History of the United Netherlands, 1603-1604

On the 24th of March, 1603, Queen Elizabeth died at Richmond, having nearly completed her seventieth year. The two halves of the little island of Britain were at last politically adjoined to each other by the personal union of the two crowns.

A foreigner, son of the woman executed by Elizabeth, succeeded to Elizabeth's throne. It was most natural that the Dutch republic and the French king, the archdukes and his Catholic Majesty, should be filled with anxiety as to the probable effect of this change of individuals upon the fortunes of the war.

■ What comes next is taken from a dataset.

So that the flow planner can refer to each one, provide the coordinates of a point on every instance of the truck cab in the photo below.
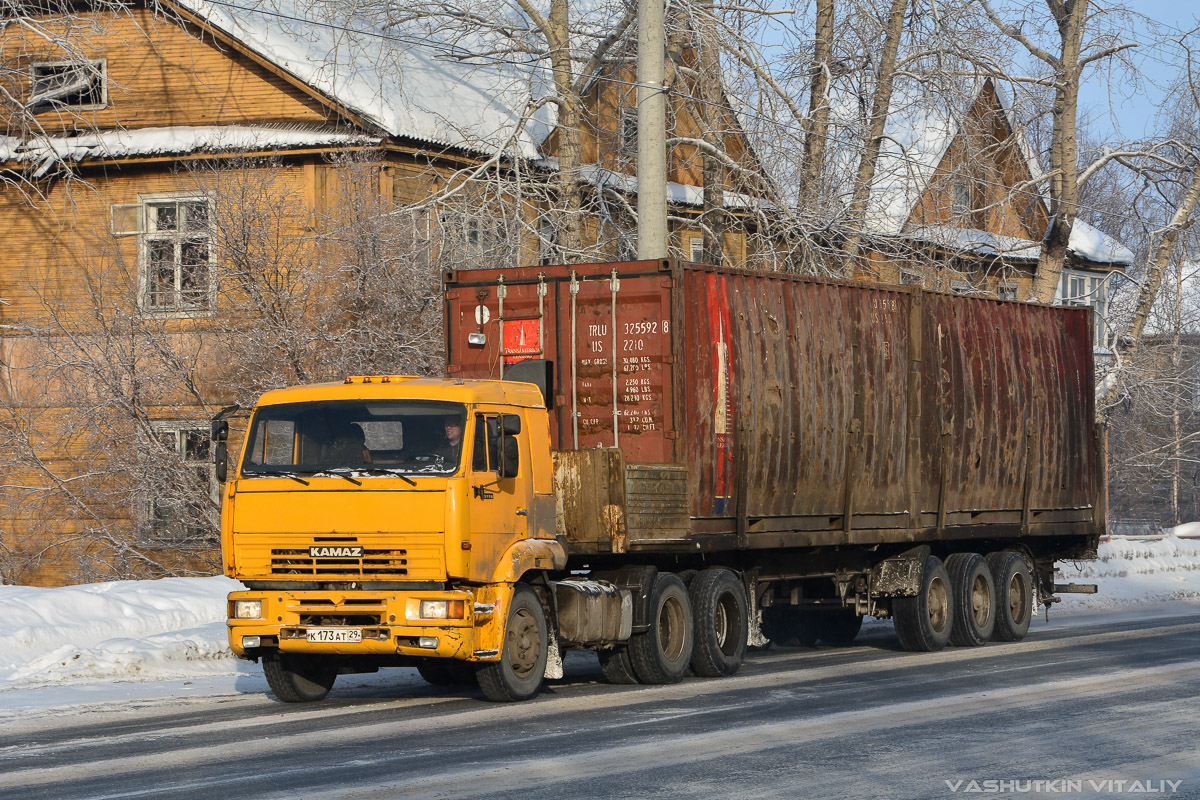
(387, 521)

For this Dutch war of independence was the one absorbing and controlling interest in Christendom. Upon that vast, central, and, as men thought, baleful constellation the fates of humanity, were dependent. Around it lesser political events were forced to gravitate, and, in accordance to their relation to it, were bright or obscure. It was inevitable that those whose vocation it was to ponder the aspects of the political firmament, the sages and high-priests who assumed to direct human action and to foretell human destiny, should now be more than ever perplexed.

Meantime, no feebler nor more insignificant mortal existed on earth than this dreaded sovereign.

Scarcely a hairdresser or lemonade-dealer in all Spain was less cognizant of the political affairs of the kingdom than was its monarch, for Philip's first care upon assuming the crown was virtually to abdicate in favour of the man soon afterwards known as the Duke of Lerma.

I reserve for a subsequent chapter such rapid glances at the interior condition of that kingdom with which it seemed the destiny of the Dutch republic to be perpetually at war, as may be necessary to illustrate the leading characteristics of the third Philip's reign.

Meantime, as the great queen was no more, who was always too sagacious to doubt that the Dutch cause was her own--however disposed she might be to browbeat the Dutchmen--it seemed possible to Spain that the republic might at last be deprived of its only remaining ally. Tassis was despatched as chief of a legation, precursory to a more stately embassy to be confided to the Duke of Frias. The archdukes sent the prince of Arenberg, while from the United States came young Henry of Nassau, associated with John of Olden-Barneveld, Falk, Brederode, and other prominent statesmen of the commonwealth. Ministers from Denmark and Sweden, from the palatinate and from numerous other powers, small and great, were also collected to greet the rising sun in united Britain, while the, awkward Scotchman, who was now called upon to play that prominent part in the world's tragi-comedy which had been so long and so majestically sustained by the "Virgin Queen," already began to tremble at the plaudits and the bustle which announced how much was expected of the new performer.

There was indeed a new sovereign upon the throne. That most regal spirit which had well expressed so many of the highest characteristics of the nation had fled. Mankind, has long been familiar with the dark, closing hours of the illustrious reign. The great queen, moody, despairing, dying, wrapt in profoundest thought, with eyes fixed upon the ground or already gazing into infinity, was besought by the counsellors around her to name the man to whom she chose that the crown should devolve.

"Not to a Rough," said Elizabeth, sententiously and grimly.